The country's total external debt servicing crossed $5 billion mark, up by 30 percent, during the first nine months of current fiscal year 2013-14 (FY14), owing to massive repayments to the International Monetary Fund (IMF). Economists said the higher external debt servicing is mainly due to scheduled payments of Stand-By Arrangement (SBA) to the IMF and despite a challenge of depleting forex reserves and slow foreign inflows, Pakistan has made all payments on time.
"Although, in short-term the higher debt servicing may put a negative impact on the forex reserves, however in long-term it is very supportive for an improved economic growth," they added. Followed by rising debt payments a massive decline has also been witnessed in the country's forex reserves and the country's liquid reserves declined to $9.1 billion in March 2014 compared to $11 billion in June last year, they added.

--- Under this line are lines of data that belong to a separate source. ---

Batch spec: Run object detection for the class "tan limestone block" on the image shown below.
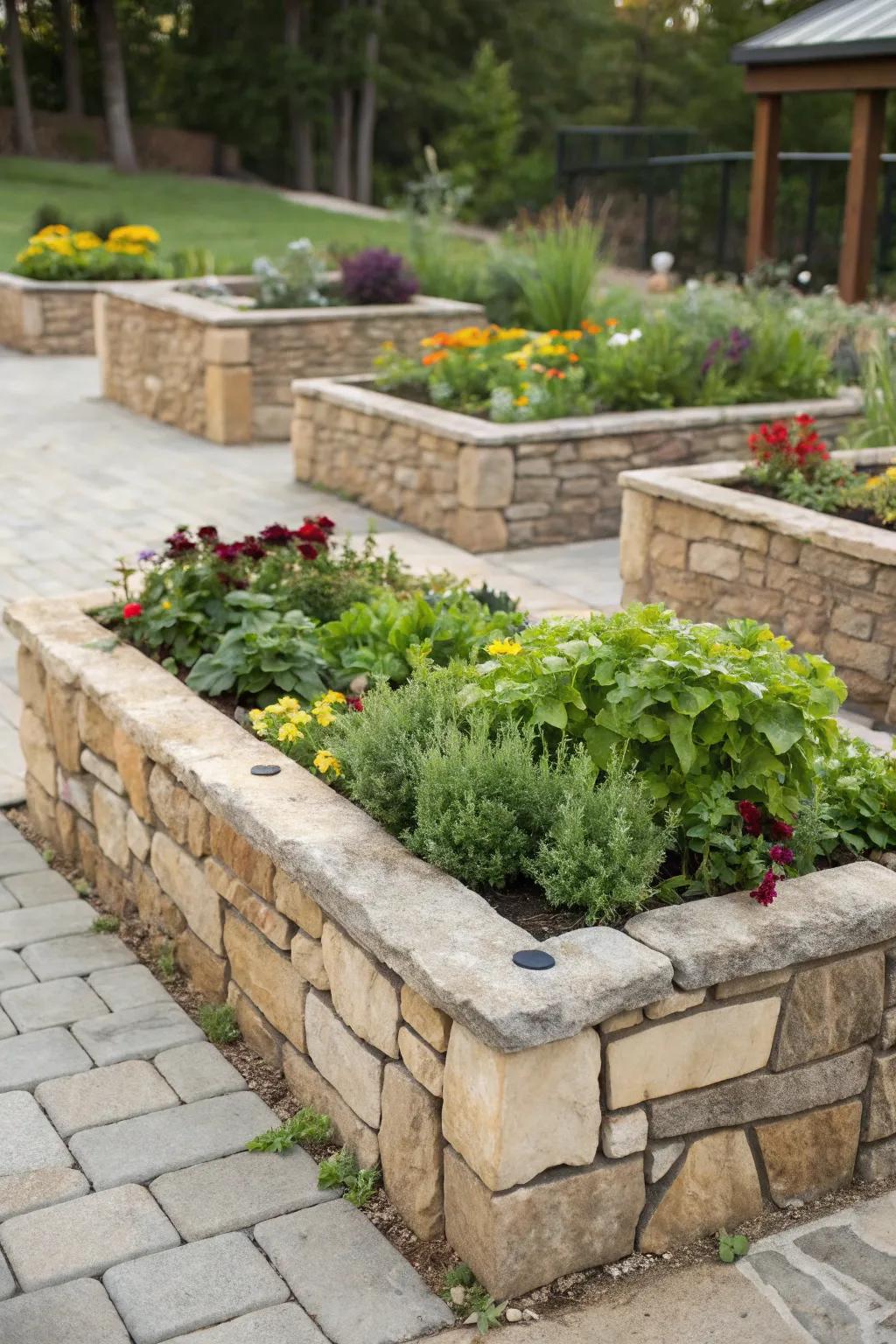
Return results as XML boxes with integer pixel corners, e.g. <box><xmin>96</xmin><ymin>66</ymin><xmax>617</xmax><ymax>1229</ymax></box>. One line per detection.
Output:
<box><xmin>638</xmin><ymin>1129</ymin><xmax>761</xmax><ymax>1254</ymax></box>
<box><xmin>379</xmin><ymin>1065</ymin><xmax>444</xmax><ymax>1242</ymax></box>
<box><xmin>149</xmin><ymin>830</ymin><xmax>224</xmax><ymax>956</ymax></box>
<box><xmin>284</xmin><ymin>1043</ymin><xmax>380</xmax><ymax>1166</ymax></box>
<box><xmin>773</xmin><ymin>948</ymin><xmax>884</xmax><ymax>1070</ymax></box>
<box><xmin>304</xmin><ymin>989</ymin><xmax>384</xmax><ymax>1129</ymax></box>
<box><xmin>402</xmin><ymin>985</ymin><xmax>452</xmax><ymax>1054</ymax></box>
<box><xmin>290</xmin><ymin>928</ymin><xmax>329</xmax><ymax>993</ymax></box>
<box><xmin>113</xmin><ymin>724</ymin><xmax>151</xmax><ymax>821</ymax></box>
<box><xmin>18</xmin><ymin>707</ymin><xmax>56</xmax><ymax>798</ymax></box>
<box><xmin>321</xmin><ymin>920</ymin><xmax>400</xmax><ymax>1059</ymax></box>
<box><xmin>224</xmin><ymin>878</ymin><xmax>293</xmax><ymax>951</ymax></box>
<box><xmin>224</xmin><ymin>910</ymin><xmax>308</xmax><ymax>1050</ymax></box>
<box><xmin>93</xmin><ymin>783</ymin><xmax>130</xmax><ymax>870</ymax></box>
<box><xmin>444</xmin><ymin>1148</ymin><xmax>645</xmax><ymax>1299</ymax></box>
<box><xmin>442</xmin><ymin>1023</ymin><xmax>600</xmax><ymax>1189</ymax></box>
<box><xmin>606</xmin><ymin>996</ymin><xmax>780</xmax><ymax>1109</ymax></box>
<box><xmin>47</xmin><ymin>676</ymin><xmax>80</xmax><ymax>774</ymax></box>
<box><xmin>206</xmin><ymin>364</ymin><xmax>253</xmax><ymax>444</ymax></box>
<box><xmin>863</xmin><ymin>1050</ymin><xmax>896</xmax><ymax>1143</ymax></box>
<box><xmin>397</xmin><ymin>1027</ymin><xmax>444</xmax><ymax>1096</ymax></box>
<box><xmin>78</xmin><ymin>695</ymin><xmax>116</xmax><ymax>760</ymax></box>
<box><xmin>273</xmin><ymin>872</ymin><xmax>324</xmax><ymax>940</ymax></box>
<box><xmin>756</xmin><ymin>1099</ymin><xmax>863</xmax><ymax>1208</ymax></box>
<box><xmin>203</xmin><ymin>326</ymin><xmax>248</xmax><ymax>364</ymax></box>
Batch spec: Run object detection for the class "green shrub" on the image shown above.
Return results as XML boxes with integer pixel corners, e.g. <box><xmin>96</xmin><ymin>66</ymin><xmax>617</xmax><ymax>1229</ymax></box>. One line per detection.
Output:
<box><xmin>528</xmin><ymin>750</ymin><xmax>676</xmax><ymax>925</ymax></box>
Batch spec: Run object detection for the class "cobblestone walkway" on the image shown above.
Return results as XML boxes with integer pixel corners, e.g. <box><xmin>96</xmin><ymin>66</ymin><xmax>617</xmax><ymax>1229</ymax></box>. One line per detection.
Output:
<box><xmin>0</xmin><ymin>817</ymin><xmax>452</xmax><ymax>1344</ymax></box>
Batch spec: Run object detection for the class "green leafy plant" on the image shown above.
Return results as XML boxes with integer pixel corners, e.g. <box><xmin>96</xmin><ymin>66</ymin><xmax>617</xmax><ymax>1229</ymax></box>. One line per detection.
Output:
<box><xmin>246</xmin><ymin>1106</ymin><xmax>333</xmax><ymax>1153</ymax></box>
<box><xmin>718</xmin><ymin>1228</ymin><xmax>750</xmax><ymax>1264</ymax></box>
<box><xmin>199</xmin><ymin>1004</ymin><xmax>241</xmax><ymax>1046</ymax></box>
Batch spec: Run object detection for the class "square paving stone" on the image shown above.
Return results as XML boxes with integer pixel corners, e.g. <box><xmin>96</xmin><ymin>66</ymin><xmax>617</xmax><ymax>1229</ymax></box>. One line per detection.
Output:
<box><xmin>149</xmin><ymin>1148</ymin><xmax>336</xmax><ymax>1242</ymax></box>
<box><xmin>0</xmin><ymin>976</ymin><xmax>108</xmax><ymax>1031</ymax></box>
<box><xmin>88</xmin><ymin>966</ymin><xmax>172</xmax><ymax>1012</ymax></box>
<box><xmin>153</xmin><ymin>1040</ymin><xmax>246</xmax><ymax>1101</ymax></box>
<box><xmin>0</xmin><ymin>1027</ymin><xmax>91</xmax><ymax>1093</ymax></box>
<box><xmin>0</xmin><ymin>840</ymin><xmax>47</xmax><ymax>878</ymax></box>
<box><xmin>102</xmin><ymin>1230</ymin><xmax>289</xmax><ymax>1344</ymax></box>
<box><xmin>35</xmin><ymin>1059</ymin><xmax>178</xmax><ymax>1138</ymax></box>
<box><xmin>4</xmin><ymin>868</ymin><xmax>78</xmax><ymax>908</ymax></box>
<box><xmin>0</xmin><ymin>1166</ymin><xmax>90</xmax><ymax>1223</ymax></box>
<box><xmin>0</xmin><ymin>1278</ymin><xmax>130</xmax><ymax>1344</ymax></box>
<box><xmin>72</xmin><ymin>990</ymin><xmax>204</xmax><ymax>1065</ymax></box>
<box><xmin>0</xmin><ymin>900</ymin><xmax>97</xmax><ymax>960</ymax></box>
<box><xmin>0</xmin><ymin>1091</ymin><xmax>74</xmax><ymax>1177</ymax></box>
<box><xmin>0</xmin><ymin>1186</ymin><xmax>180</xmax><ymax>1293</ymax></box>
<box><xmin>165</xmin><ymin>1302</ymin><xmax>327</xmax><ymax>1344</ymax></box>
<box><xmin>20</xmin><ymin>917</ymin><xmax>137</xmax><ymax>980</ymax></box>
<box><xmin>69</xmin><ymin>1091</ymin><xmax>279</xmax><ymax>1189</ymax></box>
<box><xmin>256</xmin><ymin>1199</ymin><xmax>454</xmax><ymax>1344</ymax></box>
<box><xmin>0</xmin><ymin>948</ymin><xmax>33</xmax><ymax>993</ymax></box>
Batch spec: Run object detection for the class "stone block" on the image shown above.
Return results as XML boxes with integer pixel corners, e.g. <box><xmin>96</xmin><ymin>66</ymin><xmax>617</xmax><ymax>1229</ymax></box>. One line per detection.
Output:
<box><xmin>304</xmin><ymin>989</ymin><xmax>383</xmax><ymax>1129</ymax></box>
<box><xmin>402</xmin><ymin>985</ymin><xmax>452</xmax><ymax>1055</ymax></box>
<box><xmin>606</xmin><ymin>995</ymin><xmax>780</xmax><ymax>1109</ymax></box>
<box><xmin>600</xmin><ymin>1106</ymin><xmax>648</xmax><ymax>1157</ymax></box>
<box><xmin>153</xmin><ymin>1040</ymin><xmax>246</xmax><ymax>1101</ymax></box>
<box><xmin>379</xmin><ymin>1065</ymin><xmax>444</xmax><ymax>1242</ymax></box>
<box><xmin>256</xmin><ymin>1199</ymin><xmax>454</xmax><ymax>1344</ymax></box>
<box><xmin>756</xmin><ymin>1099</ymin><xmax>863</xmax><ymax>1208</ymax></box>
<box><xmin>0</xmin><ymin>1091</ymin><xmax>74</xmax><ymax>1176</ymax></box>
<box><xmin>150</xmin><ymin>830</ymin><xmax>224</xmax><ymax>956</ymax></box>
<box><xmin>444</xmin><ymin>1148</ymin><xmax>643</xmax><ymax>1299</ymax></box>
<box><xmin>442</xmin><ymin>1023</ymin><xmax>600</xmax><ymax>1189</ymax></box>
<box><xmin>284</xmin><ymin>1046</ymin><xmax>380</xmax><ymax>1166</ymax></box>
<box><xmin>35</xmin><ymin>1059</ymin><xmax>178</xmax><ymax>1138</ymax></box>
<box><xmin>224</xmin><ymin>910</ymin><xmax>308</xmax><ymax>1050</ymax></box>
<box><xmin>102</xmin><ymin>1233</ymin><xmax>289</xmax><ymax>1344</ymax></box>
<box><xmin>0</xmin><ymin>1186</ymin><xmax>180</xmax><ymax>1293</ymax></box>
<box><xmin>650</xmin><ymin>1046</ymin><xmax>872</xmax><ymax>1138</ymax></box>
<box><xmin>68</xmin><ymin>1091</ymin><xmax>279</xmax><ymax>1189</ymax></box>
<box><xmin>863</xmin><ymin>1051</ymin><xmax>896</xmax><ymax>1143</ymax></box>
<box><xmin>773</xmin><ymin>950</ymin><xmax>884</xmax><ymax>1070</ymax></box>
<box><xmin>322</xmin><ymin>920</ymin><xmax>400</xmax><ymax>1059</ymax></box>
<box><xmin>638</xmin><ymin>1129</ymin><xmax>761</xmax><ymax>1254</ymax></box>
<box><xmin>273</xmin><ymin>871</ymin><xmax>324</xmax><ymax>941</ymax></box>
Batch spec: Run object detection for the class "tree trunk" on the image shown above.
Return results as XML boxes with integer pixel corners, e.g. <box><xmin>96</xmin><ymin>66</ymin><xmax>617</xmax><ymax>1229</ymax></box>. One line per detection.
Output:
<box><xmin>93</xmin><ymin>0</ymin><xmax>138</xmax><ymax>172</ymax></box>
<box><xmin>4</xmin><ymin>0</ymin><xmax>38</xmax><ymax>158</ymax></box>
<box><xmin>354</xmin><ymin>0</ymin><xmax>383</xmax><ymax>206</ymax></box>
<box><xmin>52</xmin><ymin>0</ymin><xmax>85</xmax><ymax>117</ymax></box>
<box><xmin>284</xmin><ymin>0</ymin><xmax>314</xmax><ymax>191</ymax></box>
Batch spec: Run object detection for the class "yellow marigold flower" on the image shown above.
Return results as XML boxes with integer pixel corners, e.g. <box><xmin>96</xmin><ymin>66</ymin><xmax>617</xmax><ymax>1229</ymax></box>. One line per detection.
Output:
<box><xmin>314</xmin><ymin>752</ymin><xmax>342</xmax><ymax>774</ymax></box>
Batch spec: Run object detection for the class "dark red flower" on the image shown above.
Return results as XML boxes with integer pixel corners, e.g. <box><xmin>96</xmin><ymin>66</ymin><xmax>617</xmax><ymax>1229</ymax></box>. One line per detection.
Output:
<box><xmin>750</xmin><ymin>868</ymin><xmax>778</xmax><ymax>906</ymax></box>
<box><xmin>738</xmin><ymin>798</ymin><xmax>761</xmax><ymax>836</ymax></box>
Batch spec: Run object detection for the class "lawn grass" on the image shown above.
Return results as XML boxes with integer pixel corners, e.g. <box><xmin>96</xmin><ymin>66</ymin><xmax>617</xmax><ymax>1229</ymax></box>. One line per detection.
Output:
<box><xmin>0</xmin><ymin>158</ymin><xmax>407</xmax><ymax>271</ymax></box>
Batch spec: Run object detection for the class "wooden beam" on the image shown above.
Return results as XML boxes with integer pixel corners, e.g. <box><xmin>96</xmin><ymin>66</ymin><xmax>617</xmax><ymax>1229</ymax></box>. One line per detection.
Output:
<box><xmin>745</xmin><ymin>57</ymin><xmax>896</xmax><ymax>93</ymax></box>
<box><xmin>747</xmin><ymin>94</ymin><xmax>780</xmax><ymax>270</ymax></box>
<box><xmin>840</xmin><ymin>88</ymin><xmax>886</xmax><ymax>304</ymax></box>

Sources said Pakistan is still required to pay Special Drawing Rights 400 million to the IMF under the SBA repayment in the last quarter (April-June) of this fiscal year. In terms of dollar it will be calculated some 620 million, which means by the end of this fiscal year the overall debt servicing will cross $6 billion mark.
According to the State Bank of Pakistan (SBP), the country spent about $5.387 billion on external debt servicing (principal and interest payment) during the first nine months (July-March) of FY14. This includes some $4.746 billion of principal amount and about $641 million of interest payment on external debt. In addition, the paid amount is some 30 percent or $1.26 billion higher than same period of last fiscal year, in which Pakistan paid $4.127 billion on account of debt servicing.
Some $1.809 billion have been spent on external debt servicing during first quarter of FY14, about $2.325 billion in second quarter and $1.254 billion in the third quarter of current fiscal year. A detailed analysis revealed that over 82 percent of servicing has been made on account of public debt, which includes government debt, Paris Club, the IMF and foreign exchange liabilities. While remaining heads have minimum servicing during the period under review.
Under the public debt, overall $4.413 billion ($3.68 billion of principal and $548 million of interest) have been spent on debt servicing during July-March of current fiscal year compared to some $3 billion in the corresponding period of last fiscal year, depicting a notable increase of some 47 percent. During the period under review, Public Sector Enterprises (PSEs) debt servicing stood at $567 million, bank borrowing $39 million and private sector debt servicing $369 million. The analysis showed that among public sector, major debt servicing was made on account of SBA repayment to the IMF. The total external debt servicing stood at $6.84 billion in FY13 which includes $5.553 billion of principal and $932 billion of interest payments.